De même, un rap­port de 2020 de sept grandes banques cen­trales et de la Banque des règle­ments inter­na­tio­naux défi­nit le pre­mier de ses trois prin­cipes fon­da­men­taux dans les termes sui­vants : « Coexis­tence avec l’argent liquide et d’autres types de mon­naie dans un sys­tème de paie­ment flexible et inno­vant. » Quoi qu’il en soit, il faut de nou­veau se sou­ve­nir des fon­da­men­taux économiques. 

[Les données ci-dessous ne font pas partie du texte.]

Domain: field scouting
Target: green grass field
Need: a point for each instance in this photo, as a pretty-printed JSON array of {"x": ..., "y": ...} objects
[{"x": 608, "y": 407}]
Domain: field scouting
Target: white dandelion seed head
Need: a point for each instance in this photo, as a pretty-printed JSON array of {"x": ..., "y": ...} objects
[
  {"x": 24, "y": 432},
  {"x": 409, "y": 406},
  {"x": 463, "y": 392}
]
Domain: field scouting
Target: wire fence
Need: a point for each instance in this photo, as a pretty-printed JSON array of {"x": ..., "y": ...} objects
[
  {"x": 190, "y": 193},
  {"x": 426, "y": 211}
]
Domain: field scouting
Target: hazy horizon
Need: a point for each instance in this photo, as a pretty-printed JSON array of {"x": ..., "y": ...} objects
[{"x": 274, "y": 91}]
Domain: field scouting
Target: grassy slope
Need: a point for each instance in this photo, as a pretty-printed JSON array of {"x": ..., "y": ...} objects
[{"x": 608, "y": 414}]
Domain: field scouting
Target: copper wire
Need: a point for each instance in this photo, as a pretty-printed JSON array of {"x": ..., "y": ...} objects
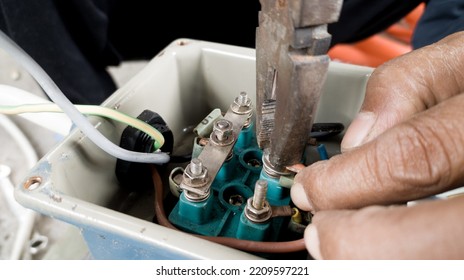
[{"x": 244, "y": 245}]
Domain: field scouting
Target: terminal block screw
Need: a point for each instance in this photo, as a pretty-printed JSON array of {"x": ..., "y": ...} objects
[
  {"x": 242, "y": 104},
  {"x": 222, "y": 133},
  {"x": 194, "y": 181},
  {"x": 242, "y": 100},
  {"x": 259, "y": 196},
  {"x": 258, "y": 209},
  {"x": 196, "y": 167}
]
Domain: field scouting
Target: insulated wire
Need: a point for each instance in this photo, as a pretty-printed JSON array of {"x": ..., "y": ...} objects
[
  {"x": 244, "y": 245},
  {"x": 57, "y": 96},
  {"x": 90, "y": 110}
]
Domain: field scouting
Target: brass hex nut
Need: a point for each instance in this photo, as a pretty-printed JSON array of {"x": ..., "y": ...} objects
[{"x": 258, "y": 215}]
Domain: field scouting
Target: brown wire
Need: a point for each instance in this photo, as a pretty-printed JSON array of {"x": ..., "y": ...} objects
[{"x": 244, "y": 245}]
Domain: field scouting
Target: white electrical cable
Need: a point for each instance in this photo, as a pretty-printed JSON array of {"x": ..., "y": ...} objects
[
  {"x": 57, "y": 123},
  {"x": 26, "y": 217},
  {"x": 55, "y": 94},
  {"x": 90, "y": 110}
]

Tous les dépôts ne peuvent être garantis

Pre­mier fon­da­men­tal, tous les dépôts dans les ins­ti­tu­tions finan­cières ne sont pas cen­sés être garan­tis (pro­té­gés en cas de dif­fi­cul­tés de l’institution). La nature sans risque des dépôts des par­ti­cu­liers jusqu’à une cer­taine limite (100 k€ en France par dépo­sant et par éta­blis­se­ment) est aujourd’hui assu­rée par l’État.

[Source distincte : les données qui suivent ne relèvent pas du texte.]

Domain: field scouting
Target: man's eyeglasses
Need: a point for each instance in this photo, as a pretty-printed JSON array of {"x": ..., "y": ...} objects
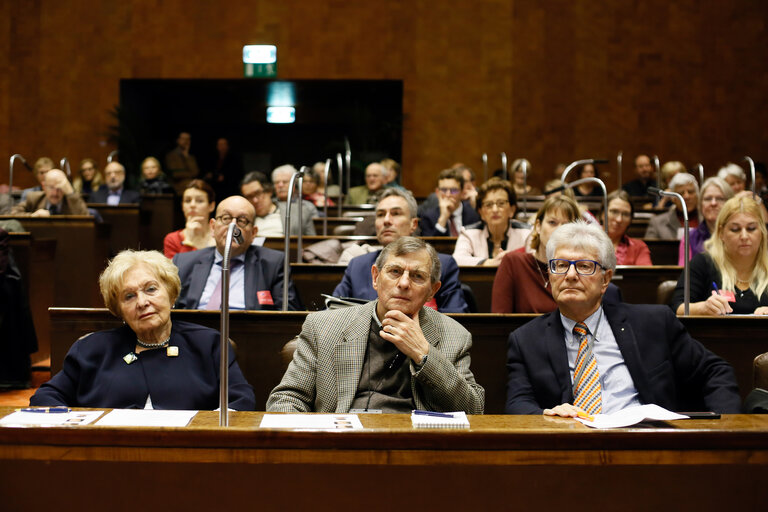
[
  {"x": 501, "y": 203},
  {"x": 242, "y": 221},
  {"x": 583, "y": 267}
]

Idéa­le­ment la garan­tie passe par un fonds de garan­tie des dépôts suf­fi­sam­ment solide ; à défaut elle pro­vient d’un ren­floue­ment par l’État à condi­tion que ce der­nier soit sol­vable. Mais, en temps nor­mal, les dépôts sont cou­verts par des prêts (la banque res­treinte – nar­row bank – est sous-opti­male). Notons aus­si que les règles bâloises de super­vi­sion pru­den­tielle insistent aujourd’hui et à juste titre sur le res­pect d’un mon­tant mini­mal du pas­sif des banques en fonds propres et en dettes repré­sen­tant un pas­sif cau­tion­nable (bai­li­nable lia­bi­li­ties). La garan­tie des dépôts s’applique mal­heu­reu­se­ment trop sou­vent à tous les dépo­sants, qu’ils soient garan­tis ou non, comme on l’a encore vu récem­ment lors de la qua­si-faillite du Cré­dit Suisse.

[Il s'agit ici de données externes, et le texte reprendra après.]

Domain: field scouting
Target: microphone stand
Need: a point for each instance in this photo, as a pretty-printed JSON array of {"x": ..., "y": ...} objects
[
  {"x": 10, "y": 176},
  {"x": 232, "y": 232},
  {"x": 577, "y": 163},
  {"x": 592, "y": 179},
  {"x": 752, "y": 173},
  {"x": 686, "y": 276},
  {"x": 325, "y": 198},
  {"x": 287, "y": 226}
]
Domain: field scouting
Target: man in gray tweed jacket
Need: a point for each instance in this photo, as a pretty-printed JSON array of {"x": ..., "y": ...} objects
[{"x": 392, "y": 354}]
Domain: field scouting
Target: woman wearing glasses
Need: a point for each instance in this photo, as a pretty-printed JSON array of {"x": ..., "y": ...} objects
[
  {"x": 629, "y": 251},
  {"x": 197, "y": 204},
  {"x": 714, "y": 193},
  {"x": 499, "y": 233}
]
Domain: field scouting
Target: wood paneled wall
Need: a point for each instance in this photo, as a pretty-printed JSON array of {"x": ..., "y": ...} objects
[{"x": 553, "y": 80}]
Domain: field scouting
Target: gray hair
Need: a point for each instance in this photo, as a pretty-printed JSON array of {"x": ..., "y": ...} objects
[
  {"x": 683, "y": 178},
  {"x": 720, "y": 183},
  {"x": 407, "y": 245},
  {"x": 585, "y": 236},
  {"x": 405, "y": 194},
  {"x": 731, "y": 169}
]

Second fon­da­men­tal, tous les dépôts dans les ins­ti­tu­tions finan­cières ne sont pas cen­sés être à vue. Si la fonc­tion de trans­for­ma­tion des banques peut être sché­ma­ti­sée par la carac­té­ri­sa­tion que les banques en moyenne acceptent les dépôts à vue et prêtent à long terme, il est nor­mal que les banques aient une par­tie de leur pas­sif en titres qui ne sont exi­gibles qu’à terme (et com­pensent les inves­tis­seurs pour cette conces­sion). Cela limite en par­tie leur risque d’illiquidité.

Que faire ?

Un large accès aux CBDC aug­men­te­rait consi­dé­ra­ble­ment la taille des dépôts sûrs et exi­gibles à vue. Est-ce sou­hai­table ? N’oublions pas que, si une par­tie impor­tante du pas­sif des banques était trans­fé­rée à la banque cen­trale, le gou­ver­ne­ment serait dans l’obligation d’accorder des prêts pour com­pen­ser les prêts ban­caires dis­pa­rus. Or l’État n’a en géné­ral pas l’expertise néces­saire pour accor­der des prêts ; il peut aus­si faire du favo­ri­tisme à des fins poli­tiques dans l’octroi de ces prêts ; et enfin il peut être trop indul­gent avec les emprun­teurs insol­vables (phé­no­mène de la « contrainte bud­gé­taire molle »). 

Une approche plus conser­va­trice serait de limi­ter le mon­tant par habi­tant qui peut être déte­nu dans les CBDC. Les CBDC seraient de fac­to les nou­veaux dépôts assu­rés des par­ti­cu­liers et paye­raient la coti­sa­tion d’assurance-dépôt. L’intérêt des CBDC serait alors une faci­li­té accrue d’utilisation et des coûts de tran­sac­tion faibles pour les ménages.